The goal should be a rising economic tide to raise all ships and not punching holes — massive in nature for those that aren’t hauling in $100,000 or so a year — to lower the standard of living of others to the point they are treading water.
Meanwhile Low is part of the tech caucus and has carried the water for disruptive economic ventures such as Uber and Lyft that nicely ignored rules and regulations and basically shifted the gig economy in gear that has helped widen the gap between the haves and have nots in California.

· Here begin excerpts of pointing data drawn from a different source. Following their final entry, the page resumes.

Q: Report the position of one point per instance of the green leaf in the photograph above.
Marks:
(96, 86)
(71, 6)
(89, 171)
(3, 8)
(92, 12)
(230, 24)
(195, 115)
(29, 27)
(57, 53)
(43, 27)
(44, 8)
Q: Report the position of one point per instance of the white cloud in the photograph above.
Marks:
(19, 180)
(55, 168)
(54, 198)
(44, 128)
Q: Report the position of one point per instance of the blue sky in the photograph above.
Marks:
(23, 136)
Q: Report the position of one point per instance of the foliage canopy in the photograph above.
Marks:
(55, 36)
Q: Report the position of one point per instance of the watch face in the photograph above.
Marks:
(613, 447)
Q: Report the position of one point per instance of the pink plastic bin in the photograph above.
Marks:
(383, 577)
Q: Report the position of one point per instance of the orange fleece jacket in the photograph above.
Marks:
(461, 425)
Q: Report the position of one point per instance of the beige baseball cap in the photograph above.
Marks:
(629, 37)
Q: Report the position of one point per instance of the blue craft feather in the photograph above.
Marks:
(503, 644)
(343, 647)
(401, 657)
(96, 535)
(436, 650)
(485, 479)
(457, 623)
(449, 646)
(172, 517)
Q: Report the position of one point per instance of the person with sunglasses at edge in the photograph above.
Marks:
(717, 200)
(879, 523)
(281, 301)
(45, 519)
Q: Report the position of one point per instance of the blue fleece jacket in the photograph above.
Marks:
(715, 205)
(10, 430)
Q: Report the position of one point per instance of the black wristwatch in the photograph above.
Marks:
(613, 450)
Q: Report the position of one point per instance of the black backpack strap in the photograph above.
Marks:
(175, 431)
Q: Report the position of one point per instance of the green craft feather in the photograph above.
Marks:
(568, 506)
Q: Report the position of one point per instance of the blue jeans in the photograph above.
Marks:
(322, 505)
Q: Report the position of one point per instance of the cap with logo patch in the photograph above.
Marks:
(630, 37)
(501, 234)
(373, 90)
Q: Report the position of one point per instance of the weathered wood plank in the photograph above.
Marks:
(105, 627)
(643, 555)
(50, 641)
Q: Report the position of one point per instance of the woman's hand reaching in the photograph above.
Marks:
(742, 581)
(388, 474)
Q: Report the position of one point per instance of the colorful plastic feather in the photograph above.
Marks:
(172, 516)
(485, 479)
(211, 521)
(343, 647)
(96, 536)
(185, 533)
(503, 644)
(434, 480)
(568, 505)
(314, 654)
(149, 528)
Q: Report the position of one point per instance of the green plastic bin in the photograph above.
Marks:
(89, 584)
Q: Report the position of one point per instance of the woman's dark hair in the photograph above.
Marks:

And nowhere is that gap as obscene and prevalent than in the cradle of the 21st century version of oil, rail, and steel barons — the Silicon Valley.
If Low hasn’t noticed some of the biggest whiners about high tax California are the ones that have benefited the most from its resources — and that includes people not pulling down six figures — the tech millionaires and billionaires.
They’re the ones dissing California as they head out the door to find other states willing to prostitute their tax codes for billionaires.
Perhaps we do need a universal basic income for California as Low suggests.
The problem is he needs a way to make sure those that created the income discrepancy through the state looking the other way when regulations are ignored, using foreign workers on visas that work for less than U.S. workers, or when they stretch the rules to expand traditional work into gig work pay for their fair share.
Why not a 20 percent value added tax on any good or service or sold in California by any firm that makes its money off the Internet or from selling devices such as smartphones?
Given the obscene wealth their products and services command compared to hard costs, they could afford to eat a little profit to keep their devices and such competitive when they are slapped with 20 percent value added taxes.
It would be poetic justice given the number of tech millionaires from the lower to upper end who believe universal basic income is the answer for the loss of better paying jobs that they may have destroyed on their way to being able to retire at age 35.
If we’re going to have real wealth transfers imposed by the government then Low should go after his well-heeled tech pals in the Silicon Valley instead of someone making $60,000 a year in Manteca repairing farm equipment.